Más de una vez ante un cuadro me he debatido entre permanecer el tiempo estipulado o, quedarme el que imagino merece la pintura.
Al final siempre abandono con un resquicio de culpabilidad y una leve frustración por haber sucumbido al tiempo estipulado: siempre hay más cuadros por mirar, sitios que visitar, preguntas que responder y ningún banco donde sentarse. Además, si desde un principio no encuentro una justificación sincera para quedarme ahí parada, prefiero marcharme antes que obligarme a adoptar una pose impostada, que tenga poca correspondencia con el grado de embelesamiento que requiere la pintura.
El recuerdo más vivo que tengo es el de una plácida mañana de primeros de marzo en la Academia de Bellas Artes de Venecia, frente a La Tempestad de Giorgione. Ahí estaba yo, mirando enmudecida aquella pintura que años atrás me había quitado el sueño una calurosa madrugada de agosto. Sin embargo, no permanecí frente al cuadro el tiempo que había imaginado estar, el tiempo que se supone debía haber estado, dado que me hallaba frente a él, por vez primera. Y no es que me hubiera defraudado. Como siempre, enfrascada en mi particular batalla acerca de lo conveniente o no de quedarse, abandoné la sala con sentimientos de arrepentimiento y culpabilidad.
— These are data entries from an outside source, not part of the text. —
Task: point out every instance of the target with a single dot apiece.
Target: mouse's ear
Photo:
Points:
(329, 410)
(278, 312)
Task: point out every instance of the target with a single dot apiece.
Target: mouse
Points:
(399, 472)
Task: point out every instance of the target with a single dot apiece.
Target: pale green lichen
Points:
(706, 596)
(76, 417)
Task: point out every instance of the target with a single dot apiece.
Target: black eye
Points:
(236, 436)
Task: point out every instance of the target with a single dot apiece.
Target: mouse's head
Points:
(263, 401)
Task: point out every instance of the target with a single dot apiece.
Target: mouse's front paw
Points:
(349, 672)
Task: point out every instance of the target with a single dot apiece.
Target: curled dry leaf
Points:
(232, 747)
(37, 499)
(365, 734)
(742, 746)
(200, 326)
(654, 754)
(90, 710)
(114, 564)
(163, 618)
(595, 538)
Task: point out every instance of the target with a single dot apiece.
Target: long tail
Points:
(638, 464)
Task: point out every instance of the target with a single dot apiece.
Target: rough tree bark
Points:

Normalmente cuando esto ocurre sigo mirando la obra, desde otra obra, desde la otra punta de la sala; la panorámica no es tan buena, pero no interrumpe la contemplación. Alarga el placer (o la agonía) y, me permite contemplar desde la distancia el cuadro como cuadro, y no como pintura, arte o historia. Si, por el contrario, he abandonado precipitadamente una obra considerada maestra, vuelvo sobre mis pasos.
Como no podía mirar de soslayo el cuadro y además se trataba de una obra maestra, volví al pequeño habitáculo donde reposaba La Tempestad. Tuve un pensamiento claro: prefería recordar la pintura que memorizarla, llevarme una impresión que una lección. De alguna manera intuía, que ese cuadro no había sido pintado para ser mirado, sino más bien para ser recordado. Así que, sin ningún tipo de miramientos, me marché. Me marché para recordar el recuerdo que se me estaba mostrando. Y es que Giorgione, como más tarde supe, no estaba pintando lo que se veía sino lo que se recordaba.
¿Y no es acaso eso el tiempo que no perdimos con un ser querido lo que más lamentamos cuando ha desaparecido? ¿No es acaso el recuerdo de lo que no pasó lo que más atormenta? El apreciado tiempo adquiere especial valor, no cuando lo aprovechamos, sino cuando sabemos cómo perderlo.
Rememoro y me regocijo en las tardes y noches que pasé en balde, aquellas en que sabía cómo perder fructíferamente el tiempo.